WeatherNext 2: Revolutionizing Weather Forecasting with AI | Google DeepMind (2025)

Imagine a world where weather forecasts are not just accurate but also incredibly detailed, helping us make smarter decisions every day. But here's the game-changer: Google DeepMind and Google Research have just unveiled WeatherNext 2, a revolutionary AI model that’s set to transform how we predict and prepare for the weather. Launched on November 17, 2025, this cutting-edge tool is not just an upgrade—it’s a leap forward in weather forecasting technology.

Weather impacts nearly every aspect of our lives, from global logistics and travel to our daily routines. In recent years, artificial intelligence has reshaped what’s possible in this field, offering unprecedented precision and versatility. WeatherNext 2 takes this to the next level, generating forecasts 8 times faster and with hourly resolution, thanks to its ability to simulate hundreds of possible scenarios. This isn’t just about speed; it’s about depth and reliability.

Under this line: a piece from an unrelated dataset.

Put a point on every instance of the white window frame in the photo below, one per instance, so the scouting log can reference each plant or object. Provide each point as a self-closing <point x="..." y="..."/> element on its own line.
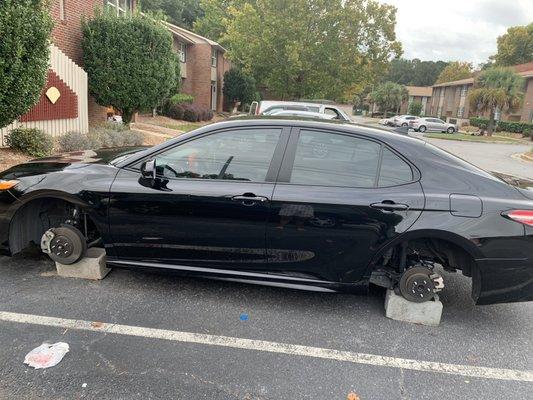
<point x="121" y="6"/>
<point x="182" y="52"/>
<point x="62" y="10"/>
<point x="214" y="58"/>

For instance, the model has already been instrumental in experimental cyclone predictions, helping weather agencies prepare for extreme events with greater confidence.

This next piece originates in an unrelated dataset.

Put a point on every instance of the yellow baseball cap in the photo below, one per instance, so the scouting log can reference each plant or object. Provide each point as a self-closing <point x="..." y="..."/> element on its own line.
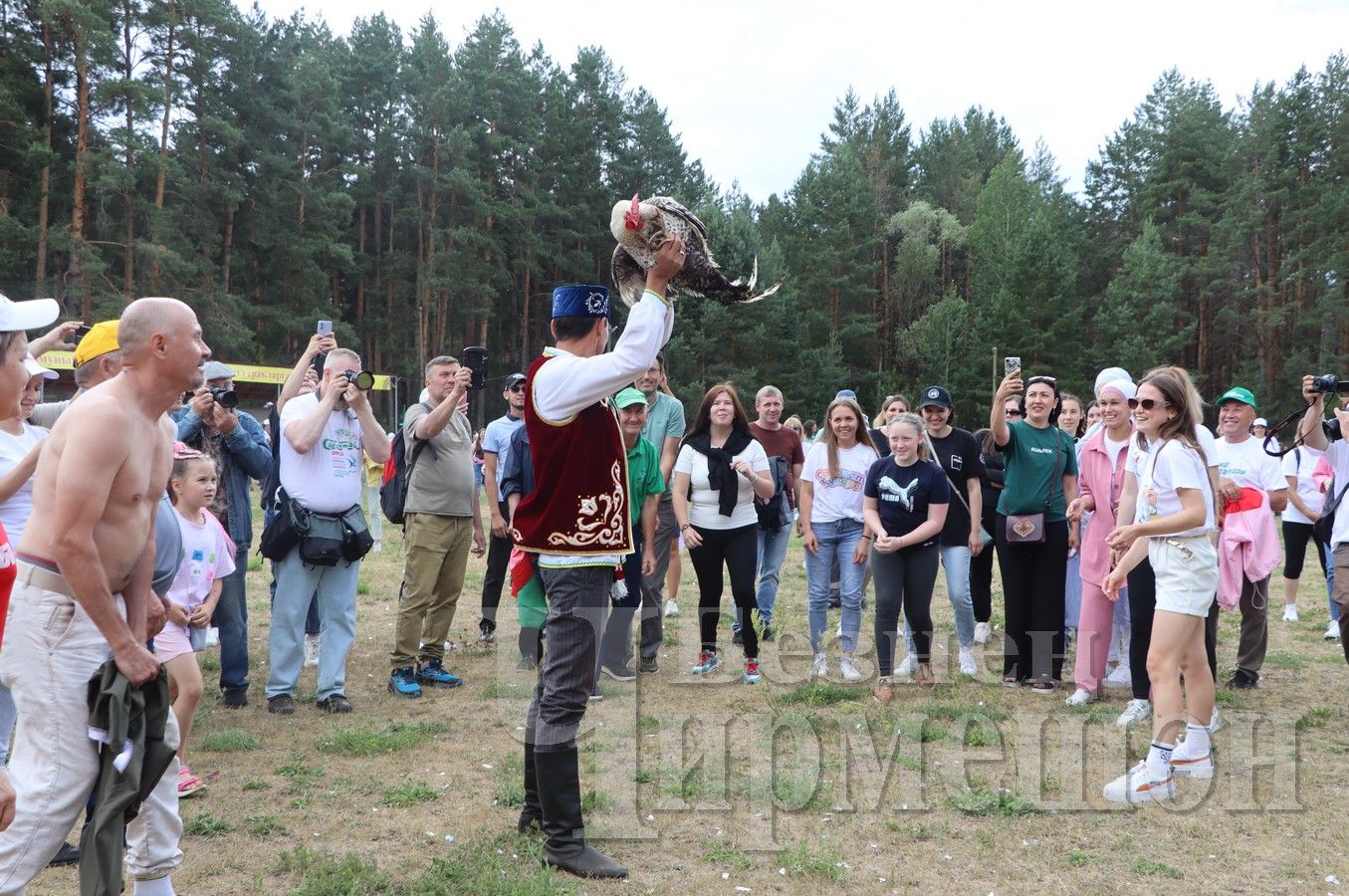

And this is the part most people miss: WeatherNext 2 isn’t just a research project—it’s now accessible to the public. Forecast data is available via Google’s Earth Engine and BigQuery, and an early access program on Google Cloud’s Vertex AI platform allows for custom model inference. This democratization of advanced weather technology means businesses, researchers, and even everyday users can leverage its capabilities.

Moreover, WeatherNext 2 has already been integrated into Google’s ecosystem, enhancing weather forecasts in Search, Gemini, Pixel Weather, and Google Maps Platform’s Weather API. Soon, it will power weather information directly in Google Maps, making hyper-local, high-resolution forecasts a part of our daily lives.

So, how does it work? At its core, WeatherNext 2 uses independently trained neural networks and introduces controlled variability by injecting noise into function space. This approach ensures that predictions are not only diverse but also physically realistic. Here’s where it gets controversial: While traditional models rely on physics-based simulations, WeatherNext 2’s AI-driven method challenges the status quo, raising questions about the future of meteorological forecasting. Is AI the ultimate solution, or does it complement existing methods? We’d love to hear your thoughts in the comments.

What sets WeatherNext 2 apart is its ability to predict both marginals (individual weather elements like temperature or humidity) and joints (complex, interconnected systems like regional heatwaves or wind farm outputs). Remarkably, the model is trained only on marginals yet excels at forecasting joints—a feat that showcases its sophistication. This dual capability makes it an invaluable tool for everything from disaster preparedness to renewable energy management.

Technically, WeatherNext 2 outperforms its predecessor on 99.9% of variables and lead times, thanks to its Functional Generative Network (FGN) architecture. This innovation ensures forecasts remain realistic while exploring a wide range of possibilities. For meteorologists, this means better planning for worst-case scenarios—the ones that matter most.

From research to real-world impact, WeatherNext 2 is a testament to the power of AI in solving complex problems. Google’s commitment to advancing this technology and making it globally accessible is a step toward empowering communities, businesses, and researchers alike. Looking ahead, the team is exploring new data sources and expanding access, aiming to accelerate scientific discovery and innovation.

But here’s the question we leave you with: As AI continues to reshape weather forecasting, how will it influence industries and daily life? Will it lead to more proactive decision-making, or will it create new challenges? Share your thoughts below.

To dive deeper into WeatherNext 2 and related technologies, explore the following resources:
- Read the research paper
- WeatherNext developer documentation
- Earth Engine Data Catalog
- Query forecast data in BigQuery
- Sign up for early access on Vertex AI

For more on Google’s geospatial and AI initiatives, check out Google Earth, Earth Engine, AlphaEarth Foundations, and Earth AI.

The future of weather forecasting is here—and it’s more exciting than ever.

WeatherNext 2: Revolutionizing Weather Forecasting with AI | Google DeepMind (2025)
Top Articles
Latest Posts
Recommended Articles
Article information

Author: Virgilio Hermann JD

Last Updated:

Views: 5638

Rating: 4 / 5 (61 voted)

Reviews: 84% of readers found this page helpful

Author information

Name: Virgilio Hermann JD

Birthday: 1997-12-21

Address: 6946 Schoen Cove, Sipesshire, MO 55944

Phone: +3763365785260

Job: Accounting Engineer

Hobby: Web surfing, Rafting, Dowsing, Stand-up comedy, Ghost hunting, Swimming, Amateur radio

Introduction: My name is Virgilio Hermann JD, I am a fine, gifted, beautiful, encouraging, kind, talented, zealous person who loves writing and wants to share my knowledge and understanding with you.